Read the poem “To His Coy Mistress” below and respond to the questions in the margin. When you are done, “submit” your response.
Andrew Marvell
Born in Yorkshire and educated at Cambridge, Andrew Marvell received an inheritance upon his father’s death that allowed him to spend four years traveling the Continent. Though not a Puritan himself, Marvell supported the Puritans’ cause during the English Civil War and held a number of posts during the Puritan regime, including that of assistant to the blind John Milton, Cromwell’s Latin secretary. In 1659, a year before the Restoration, Marvell was elected to Parliament, where he served until his death. Soon after the Restoration, Marvell expressed strong disagreements with the government in a series of outspoken and anonymously printed satires. It was for these satires, rather than for his many love poems, that he was primarily known in his own day.
Alliteration occurs when the initial sounds of a word are repeated in close succession. There is a striking amount of alliteration in the first four lines of this poem: “we/world,” “coyness/crime,” and “long/love’s.” What effect does the use of alliteration have on the tone or mood of the poem as the speaker attempts to woo his lover?
Marvell’s speaker refers to world geography with exotic locations including “by the Indian Ganges.” He also refers to biblical history with a reference to “the flood.” How might these images support his ultimate purpose?
By comparing his love to vegetative growth, what is he suggesting about the nature of his love?
How does the imagery of “worms,” “dust,” and “ashes” compare to the imagery in the first stanza of the poem? Why might he be employing these references to human decay and mortality here?

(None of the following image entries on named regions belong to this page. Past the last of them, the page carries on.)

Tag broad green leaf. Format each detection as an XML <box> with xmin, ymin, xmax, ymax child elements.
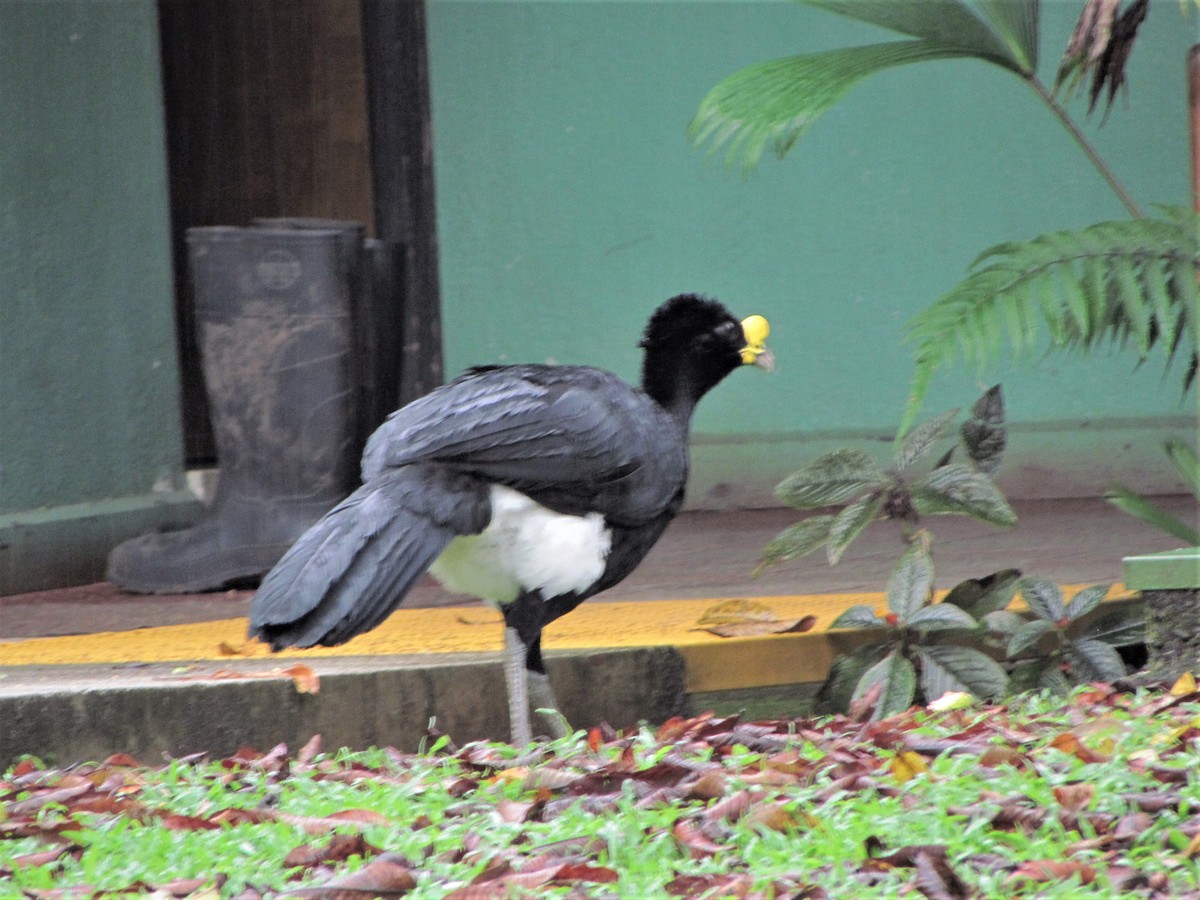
<box><xmin>803</xmin><ymin>0</ymin><xmax>1031</xmax><ymax>70</ymax></box>
<box><xmin>912</xmin><ymin>463</ymin><xmax>1016</xmax><ymax>528</ymax></box>
<box><xmin>893</xmin><ymin>409</ymin><xmax>959</xmax><ymax>472</ymax></box>
<box><xmin>853</xmin><ymin>650</ymin><xmax>917</xmax><ymax>720</ymax></box>
<box><xmin>1080</xmin><ymin>604</ymin><xmax>1146</xmax><ymax>647</ymax></box>
<box><xmin>817</xmin><ymin>643</ymin><xmax>888</xmax><ymax>713</ymax></box>
<box><xmin>1067</xmin><ymin>584</ymin><xmax>1112</xmax><ymax>622</ymax></box>
<box><xmin>826</xmin><ymin>491</ymin><xmax>887</xmax><ymax>565</ymax></box>
<box><xmin>1021</xmin><ymin>578</ymin><xmax>1067</xmax><ymax>624</ymax></box>
<box><xmin>980</xmin><ymin>610</ymin><xmax>1026</xmax><ymax>636</ymax></box>
<box><xmin>775</xmin><ymin>448</ymin><xmax>888</xmax><ymax>509</ymax></box>
<box><xmin>1104</xmin><ymin>485</ymin><xmax>1200</xmax><ymax>547</ymax></box>
<box><xmin>917</xmin><ymin>646</ymin><xmax>1008</xmax><ymax>700</ymax></box>
<box><xmin>829</xmin><ymin>604</ymin><xmax>888</xmax><ymax>628</ymax></box>
<box><xmin>688</xmin><ymin>40</ymin><xmax>971</xmax><ymax>169</ymax></box>
<box><xmin>888</xmin><ymin>541</ymin><xmax>934</xmax><ymax>625</ymax></box>
<box><xmin>1070</xmin><ymin>638</ymin><xmax>1126</xmax><ymax>682</ymax></box>
<box><xmin>1038</xmin><ymin>661</ymin><xmax>1070</xmax><ymax>695</ymax></box>
<box><xmin>959</xmin><ymin>384</ymin><xmax>1008</xmax><ymax>475</ymax></box>
<box><xmin>942</xmin><ymin>569</ymin><xmax>1021</xmax><ymax>619</ymax></box>
<box><xmin>1004</xmin><ymin>619</ymin><xmax>1054</xmax><ymax>659</ymax></box>
<box><xmin>1008</xmin><ymin>658</ymin><xmax>1067</xmax><ymax>694</ymax></box>
<box><xmin>908</xmin><ymin>602</ymin><xmax>979</xmax><ymax>631</ymax></box>
<box><xmin>1166</xmin><ymin>440</ymin><xmax>1200</xmax><ymax>498</ymax></box>
<box><xmin>755</xmin><ymin>516</ymin><xmax>833</xmax><ymax>575</ymax></box>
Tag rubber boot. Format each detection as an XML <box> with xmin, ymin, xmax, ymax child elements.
<box><xmin>252</xmin><ymin>217</ymin><xmax>403</xmax><ymax>446</ymax></box>
<box><xmin>107</xmin><ymin>228</ymin><xmax>361</xmax><ymax>594</ymax></box>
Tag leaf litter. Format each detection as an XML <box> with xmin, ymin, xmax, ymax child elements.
<box><xmin>7</xmin><ymin>682</ymin><xmax>1200</xmax><ymax>900</ymax></box>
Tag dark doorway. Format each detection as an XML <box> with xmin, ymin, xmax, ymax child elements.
<box><xmin>158</xmin><ymin>0</ymin><xmax>442</xmax><ymax>466</ymax></box>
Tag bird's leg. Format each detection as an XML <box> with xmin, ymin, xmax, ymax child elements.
<box><xmin>504</xmin><ymin>625</ymin><xmax>533</xmax><ymax>746</ymax></box>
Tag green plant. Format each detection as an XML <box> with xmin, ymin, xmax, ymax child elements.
<box><xmin>820</xmin><ymin>540</ymin><xmax>1015</xmax><ymax>719</ymax></box>
<box><xmin>690</xmin><ymin>0</ymin><xmax>1200</xmax><ymax>436</ymax></box>
<box><xmin>818</xmin><ymin>561</ymin><xmax>1145</xmax><ymax>719</ymax></box>
<box><xmin>756</xmin><ymin>384</ymin><xmax>1016</xmax><ymax>571</ymax></box>
<box><xmin>1104</xmin><ymin>440</ymin><xmax>1200</xmax><ymax>547</ymax></box>
<box><xmin>990</xmin><ymin>578</ymin><xmax>1145</xmax><ymax>694</ymax></box>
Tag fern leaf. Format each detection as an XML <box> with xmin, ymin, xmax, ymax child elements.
<box><xmin>900</xmin><ymin>214</ymin><xmax>1200</xmax><ymax>434</ymax></box>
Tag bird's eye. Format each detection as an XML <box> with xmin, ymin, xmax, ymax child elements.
<box><xmin>716</xmin><ymin>322</ymin><xmax>739</xmax><ymax>341</ymax></box>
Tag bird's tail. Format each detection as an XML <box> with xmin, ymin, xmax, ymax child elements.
<box><xmin>250</xmin><ymin>466</ymin><xmax>491</xmax><ymax>649</ymax></box>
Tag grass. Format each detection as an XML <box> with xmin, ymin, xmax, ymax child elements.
<box><xmin>0</xmin><ymin>685</ymin><xmax>1200</xmax><ymax>900</ymax></box>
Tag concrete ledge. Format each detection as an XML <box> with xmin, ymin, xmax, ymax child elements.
<box><xmin>0</xmin><ymin>491</ymin><xmax>203</xmax><ymax>595</ymax></box>
<box><xmin>0</xmin><ymin>647</ymin><xmax>685</xmax><ymax>768</ymax></box>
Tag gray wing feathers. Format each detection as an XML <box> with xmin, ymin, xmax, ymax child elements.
<box><xmin>250</xmin><ymin>466</ymin><xmax>491</xmax><ymax>649</ymax></box>
<box><xmin>362</xmin><ymin>366</ymin><xmax>686</xmax><ymax>522</ymax></box>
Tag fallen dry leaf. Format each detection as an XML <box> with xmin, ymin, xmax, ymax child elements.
<box><xmin>691</xmin><ymin>600</ymin><xmax>817</xmax><ymax>637</ymax></box>
<box><xmin>283</xmin><ymin>853</ymin><xmax>416</xmax><ymax>900</ymax></box>
<box><xmin>1006</xmin><ymin>859</ymin><xmax>1096</xmax><ymax>884</ymax></box>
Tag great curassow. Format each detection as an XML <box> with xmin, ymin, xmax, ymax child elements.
<box><xmin>250</xmin><ymin>294</ymin><xmax>774</xmax><ymax>744</ymax></box>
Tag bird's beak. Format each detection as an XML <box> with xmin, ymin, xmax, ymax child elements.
<box><xmin>742</xmin><ymin>316</ymin><xmax>775</xmax><ymax>372</ymax></box>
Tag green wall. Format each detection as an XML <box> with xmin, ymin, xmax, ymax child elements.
<box><xmin>428</xmin><ymin>0</ymin><xmax>1195</xmax><ymax>505</ymax></box>
<box><xmin>0</xmin><ymin>0</ymin><xmax>194</xmax><ymax>593</ymax></box>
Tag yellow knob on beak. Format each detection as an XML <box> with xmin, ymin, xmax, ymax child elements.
<box><xmin>742</xmin><ymin>316</ymin><xmax>775</xmax><ymax>372</ymax></box>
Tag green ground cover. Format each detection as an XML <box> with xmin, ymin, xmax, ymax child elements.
<box><xmin>0</xmin><ymin>684</ymin><xmax>1200</xmax><ymax>900</ymax></box>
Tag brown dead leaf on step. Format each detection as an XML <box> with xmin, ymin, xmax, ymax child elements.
<box><xmin>181</xmin><ymin>662</ymin><xmax>320</xmax><ymax>694</ymax></box>
<box><xmin>691</xmin><ymin>600</ymin><xmax>817</xmax><ymax>637</ymax></box>
<box><xmin>217</xmin><ymin>637</ymin><xmax>271</xmax><ymax>656</ymax></box>
<box><xmin>455</xmin><ymin>608</ymin><xmax>504</xmax><ymax>625</ymax></box>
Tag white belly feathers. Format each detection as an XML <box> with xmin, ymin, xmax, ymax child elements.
<box><xmin>430</xmin><ymin>485</ymin><xmax>612</xmax><ymax>605</ymax></box>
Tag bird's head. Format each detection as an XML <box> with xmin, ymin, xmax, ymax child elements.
<box><xmin>641</xmin><ymin>294</ymin><xmax>775</xmax><ymax>413</ymax></box>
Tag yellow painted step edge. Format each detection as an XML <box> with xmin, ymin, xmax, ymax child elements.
<box><xmin>0</xmin><ymin>584</ymin><xmax>1133</xmax><ymax>692</ymax></box>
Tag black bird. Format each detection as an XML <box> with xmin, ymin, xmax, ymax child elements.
<box><xmin>250</xmin><ymin>294</ymin><xmax>774</xmax><ymax>744</ymax></box>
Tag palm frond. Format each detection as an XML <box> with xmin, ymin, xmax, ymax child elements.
<box><xmin>800</xmin><ymin>0</ymin><xmax>1039</xmax><ymax>74</ymax></box>
<box><xmin>900</xmin><ymin>208</ymin><xmax>1200</xmax><ymax>434</ymax></box>
<box><xmin>688</xmin><ymin>0</ymin><xmax>1039</xmax><ymax>170</ymax></box>
<box><xmin>688</xmin><ymin>41</ymin><xmax>966</xmax><ymax>169</ymax></box>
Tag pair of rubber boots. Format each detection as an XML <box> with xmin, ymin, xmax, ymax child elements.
<box><xmin>107</xmin><ymin>220</ymin><xmax>400</xmax><ymax>594</ymax></box>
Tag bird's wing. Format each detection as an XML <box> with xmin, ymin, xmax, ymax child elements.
<box><xmin>250</xmin><ymin>466</ymin><xmax>491</xmax><ymax>649</ymax></box>
<box><xmin>362</xmin><ymin>366</ymin><xmax>686</xmax><ymax>521</ymax></box>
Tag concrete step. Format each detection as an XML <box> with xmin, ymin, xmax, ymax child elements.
<box><xmin>0</xmin><ymin>586</ymin><xmax>1130</xmax><ymax>766</ymax></box>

The speaker imagines a certain type of love in this last stanza with references to “fires” and “birds of prey.” How would you characterize it?
To His Coy Mistress
1
Had we but world enough, and time,
This coyness, lady, were no crime.
We would sit down, and think which way
To walk, and pass our long love’s day.
2
Thou by the Indian Ganges’ side
Shouldst rubies find; I by the tide
Of Humber would complain. I would
Love you ten years before the flood,
And you should, if you please, refuse
Till the conversion of the Jews.
3
My vegetable love should grow
Vaster than empires and more slow;
An hundred years should go to praise
Thine eyes, and on thy forehead gaze;
Two hundred to adore each breast,
But thirty thousand to the rest;
An age at least to every part,
And the last age should show your heart.
For lady, you deserve this state,
Nor would I love at lower rate.
But at my back I always hear
Time’s wingèd chariot hurrying near;
And yonder all before us lie
Deserts of vast eternity.
Thy beauty shall no more be found,
Nor, in thy marble vault, shall sound
4
My echoing song; then worms shall try
That long-preserved virginity,
And your quaint honor turn to dust,
And into ashes all my lust:
The grave’s a fine and private place,
But none, I think, do there embrace.
Now therefore, while the youthful hue
Sits on the skin like morning dew,
And while thy willing soul transpires
5
At every pore with instant fires,
Now let us sport us while we may,
And now, like amorous birds of prey,
Rather at once our time devour
Than languish in his slow-chapped power.
Let us roll all our strength and all
Our sweetness up into one ball,
And tear our pleasures with rough strife
Thorough the iron gates of life:
Thus, though we cannot make our sun
Stand still, yet we will make him run.